In other words, we only know for sure when we have achieved full employment as defined by the NAIRU after the event. But the fact that estimates of the NAIRU have been subject to so much change in recent years, and the price and wage forecasts have consistently been too high, should give us cause to pause.

Indeed, there are good reasons to think that the rates of price and wage inflation are not purely determined by the unemployment rate. Instead, it is likely that there are structural factors that are changing the relations between wages and unemployment and also between wages and price inflation.

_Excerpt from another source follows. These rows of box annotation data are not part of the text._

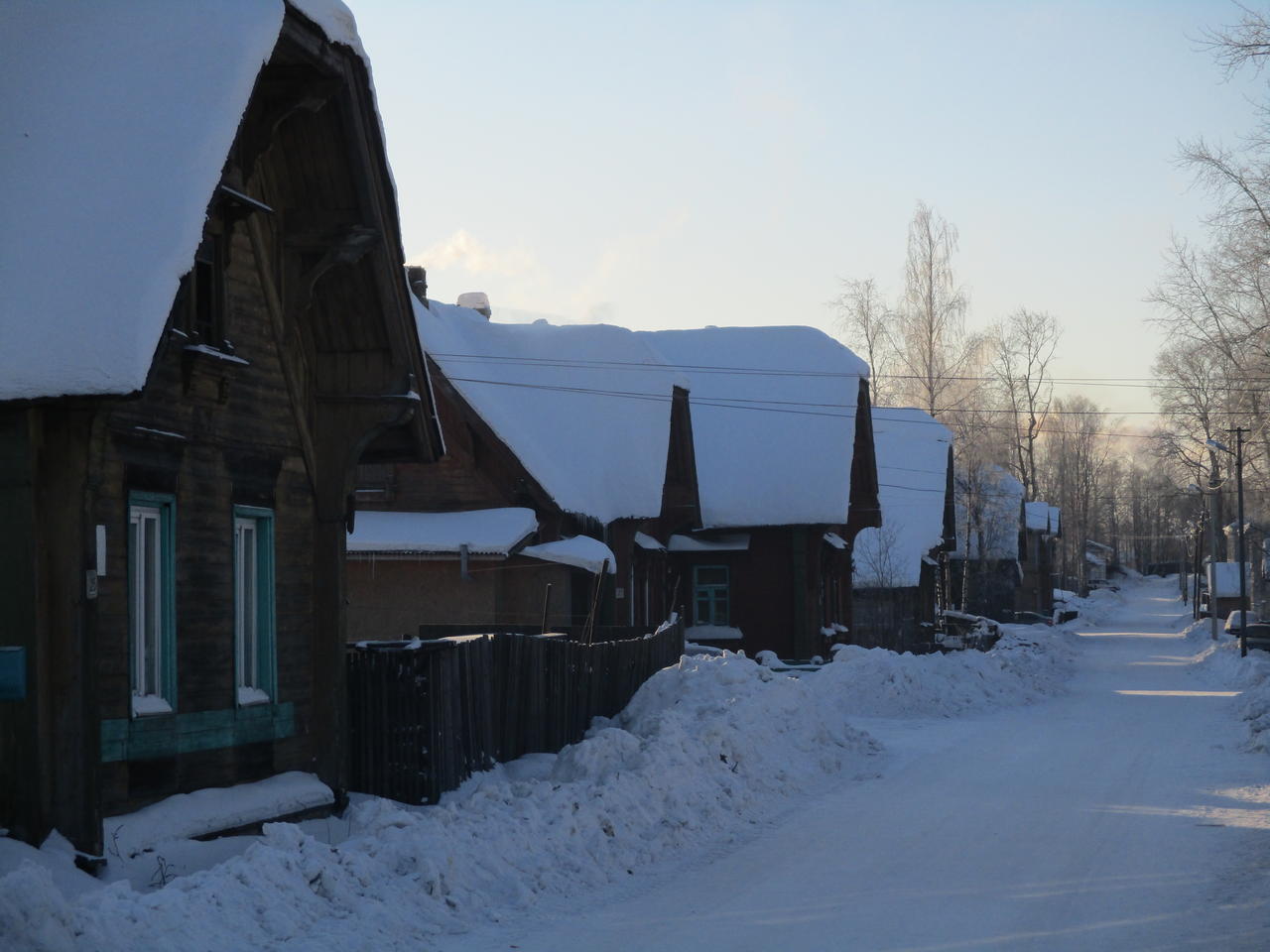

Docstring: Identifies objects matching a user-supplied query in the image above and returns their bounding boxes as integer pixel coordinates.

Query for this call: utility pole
[1226,426,1250,656]
[1207,471,1221,641]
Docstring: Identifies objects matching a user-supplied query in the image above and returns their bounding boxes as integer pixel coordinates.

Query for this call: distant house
[0,3,441,856]
[1224,521,1270,618]
[349,291,698,640]
[1207,562,1255,618]
[849,408,956,652]
[1015,502,1063,615]
[1084,539,1115,588]
[950,466,1024,620]
[640,326,880,657]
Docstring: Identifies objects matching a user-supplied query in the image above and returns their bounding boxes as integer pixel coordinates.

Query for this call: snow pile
[1054,589,1124,629]
[0,654,877,952]
[1187,629,1270,753]
[0,630,1071,952]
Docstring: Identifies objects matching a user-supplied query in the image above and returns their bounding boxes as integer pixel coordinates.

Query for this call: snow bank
[0,630,1072,952]
[1187,627,1270,753]
[817,625,1076,717]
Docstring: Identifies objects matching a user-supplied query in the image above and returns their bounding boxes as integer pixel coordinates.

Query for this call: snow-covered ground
[10,581,1270,952]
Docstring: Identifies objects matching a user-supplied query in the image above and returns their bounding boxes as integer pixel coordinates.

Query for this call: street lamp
[1204,438,1248,654]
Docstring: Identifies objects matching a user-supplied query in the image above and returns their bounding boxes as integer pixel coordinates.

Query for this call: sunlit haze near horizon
[350,0,1264,422]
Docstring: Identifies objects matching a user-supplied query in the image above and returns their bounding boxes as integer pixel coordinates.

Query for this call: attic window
[173,235,225,348]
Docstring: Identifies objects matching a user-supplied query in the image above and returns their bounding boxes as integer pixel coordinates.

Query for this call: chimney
[454,291,494,321]
[405,264,428,307]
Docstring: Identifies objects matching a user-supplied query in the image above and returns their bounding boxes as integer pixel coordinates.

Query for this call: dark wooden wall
[671,526,849,658]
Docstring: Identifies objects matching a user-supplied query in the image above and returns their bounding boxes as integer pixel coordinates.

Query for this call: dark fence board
[346,623,684,803]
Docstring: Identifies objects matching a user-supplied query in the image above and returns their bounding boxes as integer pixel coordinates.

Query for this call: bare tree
[830,278,895,407]
[989,307,1062,499]
[892,202,980,418]
[1039,396,1114,591]
[1201,4,1270,78]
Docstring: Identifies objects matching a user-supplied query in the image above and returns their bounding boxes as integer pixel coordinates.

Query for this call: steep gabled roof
[852,407,952,588]
[0,0,361,400]
[640,326,869,528]
[416,300,684,523]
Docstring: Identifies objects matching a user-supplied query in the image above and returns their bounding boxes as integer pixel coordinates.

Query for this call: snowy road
[440,583,1270,952]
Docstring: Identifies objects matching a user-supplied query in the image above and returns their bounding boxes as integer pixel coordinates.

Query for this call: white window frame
[128,493,177,717]
[234,507,277,707]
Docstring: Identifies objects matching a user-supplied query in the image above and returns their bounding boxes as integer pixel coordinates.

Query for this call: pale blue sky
[350,0,1262,410]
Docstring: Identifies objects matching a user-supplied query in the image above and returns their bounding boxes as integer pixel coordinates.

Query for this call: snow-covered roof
[667,532,749,552]
[416,300,685,523]
[348,507,539,556]
[952,466,1024,558]
[1024,502,1051,532]
[521,536,617,575]
[852,408,952,588]
[641,326,869,528]
[0,0,361,400]
[635,532,666,552]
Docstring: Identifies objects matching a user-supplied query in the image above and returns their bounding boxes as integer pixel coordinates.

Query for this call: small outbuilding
[848,408,956,652]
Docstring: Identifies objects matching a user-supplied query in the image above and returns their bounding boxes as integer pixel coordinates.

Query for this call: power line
[428,350,1270,393]
[448,377,1174,439]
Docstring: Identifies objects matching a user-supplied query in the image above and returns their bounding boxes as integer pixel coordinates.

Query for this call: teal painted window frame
[128,491,177,717]
[232,505,278,707]
[693,565,731,627]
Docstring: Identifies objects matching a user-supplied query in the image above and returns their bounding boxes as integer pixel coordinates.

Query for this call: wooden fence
[346,622,684,803]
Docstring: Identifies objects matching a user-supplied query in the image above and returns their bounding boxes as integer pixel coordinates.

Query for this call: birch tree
[989,307,1062,499]
[830,278,895,407]
[892,202,980,418]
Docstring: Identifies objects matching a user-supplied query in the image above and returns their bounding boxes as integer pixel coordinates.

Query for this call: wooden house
[1015,500,1063,615]
[848,407,956,652]
[0,0,441,857]
[641,326,880,658]
[949,466,1024,621]
[349,291,698,640]
[1224,520,1270,618]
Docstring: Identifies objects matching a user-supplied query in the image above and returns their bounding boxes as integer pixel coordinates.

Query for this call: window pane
[234,517,273,703]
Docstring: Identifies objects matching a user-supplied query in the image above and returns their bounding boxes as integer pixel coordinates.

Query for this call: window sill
[132,694,172,717]
[237,686,269,707]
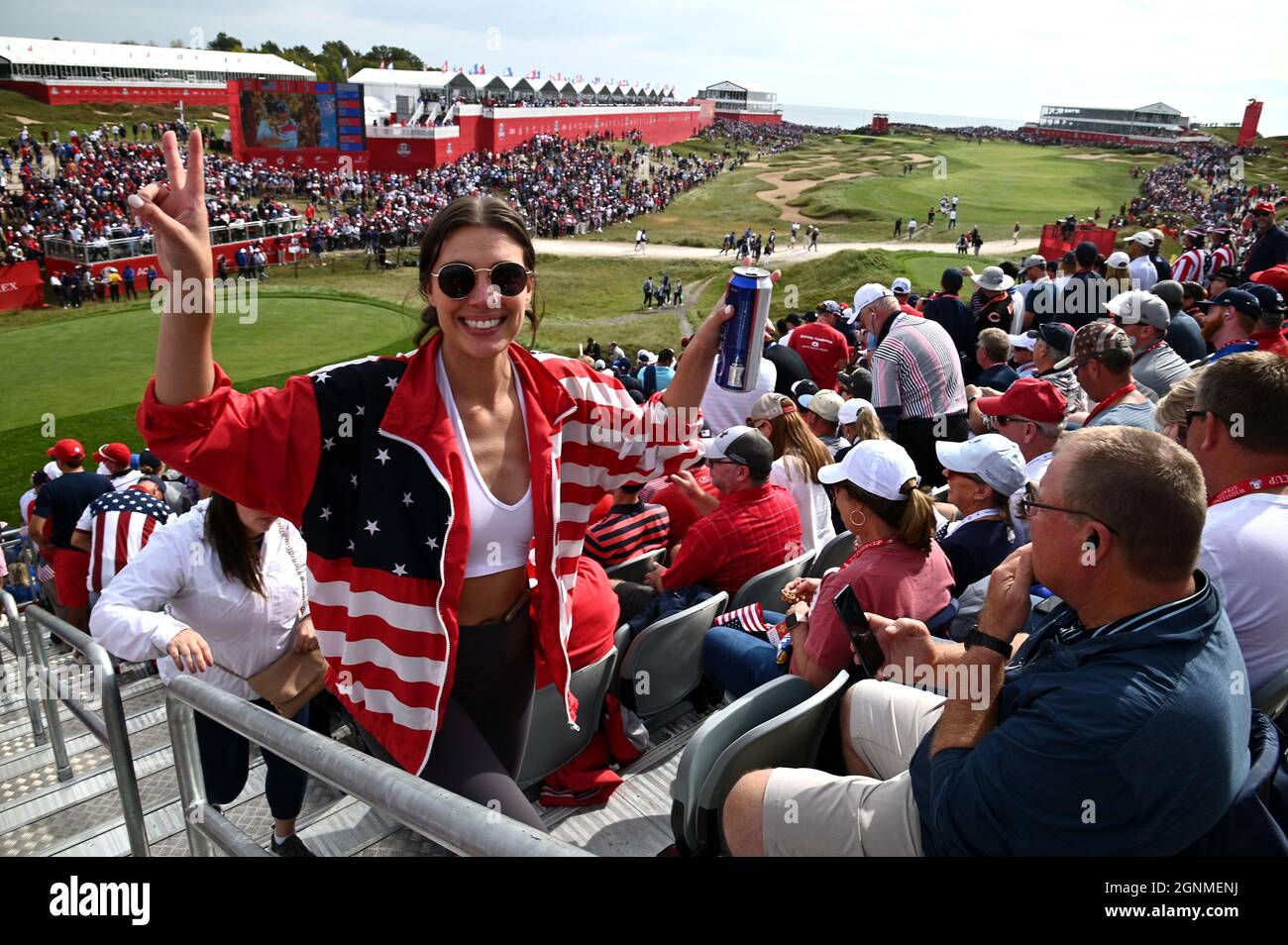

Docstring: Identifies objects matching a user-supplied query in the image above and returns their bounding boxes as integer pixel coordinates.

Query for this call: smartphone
[832,584,885,679]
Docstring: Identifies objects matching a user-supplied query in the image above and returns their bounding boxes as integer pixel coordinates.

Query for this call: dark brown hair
[206,491,265,596]
[837,478,935,554]
[415,197,541,348]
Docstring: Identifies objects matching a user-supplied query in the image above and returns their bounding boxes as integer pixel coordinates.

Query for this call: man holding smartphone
[722,426,1250,856]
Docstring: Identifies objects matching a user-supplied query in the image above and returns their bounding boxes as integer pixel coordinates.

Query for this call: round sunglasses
[430,262,532,299]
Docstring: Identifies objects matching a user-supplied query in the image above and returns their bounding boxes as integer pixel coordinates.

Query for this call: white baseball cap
[935,433,1029,495]
[836,396,872,424]
[818,441,921,502]
[850,282,894,323]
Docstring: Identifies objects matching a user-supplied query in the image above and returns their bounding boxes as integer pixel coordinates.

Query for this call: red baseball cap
[94,443,130,467]
[976,377,1066,424]
[1252,262,1288,297]
[46,441,85,465]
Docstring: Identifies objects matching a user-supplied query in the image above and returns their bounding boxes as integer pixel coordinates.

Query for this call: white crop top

In particular, I have argued elsewhere that the way in which technology has hollowed out middle-level jobs has led to lower wage growth, even at full employment. That means that inflationary pressures may emerge in some industries while unemployment is still higher than the 3 per cent plus target for unemployment that the authorities now seem to be aiming for.

In sum, I think it is most likely that the recovery in wages growth will be quite slow, and certainly not before the election. And even after the election wages growth will continue to be inadequate. While relying solely on fiscal and monetary policy to drive the unemployment rate down further will risk unacceptable inflation.

What is needed in this election are policies that address the structural causes of low wage growth, including improving workers’ ability to adapt to new technologies and job security. In addition, it would help if governments put less downward pressure on wages generally by easing their tight constraints on public sector wages, including the wages that they finance, such as in aged care.

Anthony Albanese’s recent policy speech to the Press Club provides some hope that Labor’s policies will help. But Morrison’s speech the following week gave no such hope. Morrison wants us to think that as long as unemployment keeps coming down, everything is all right.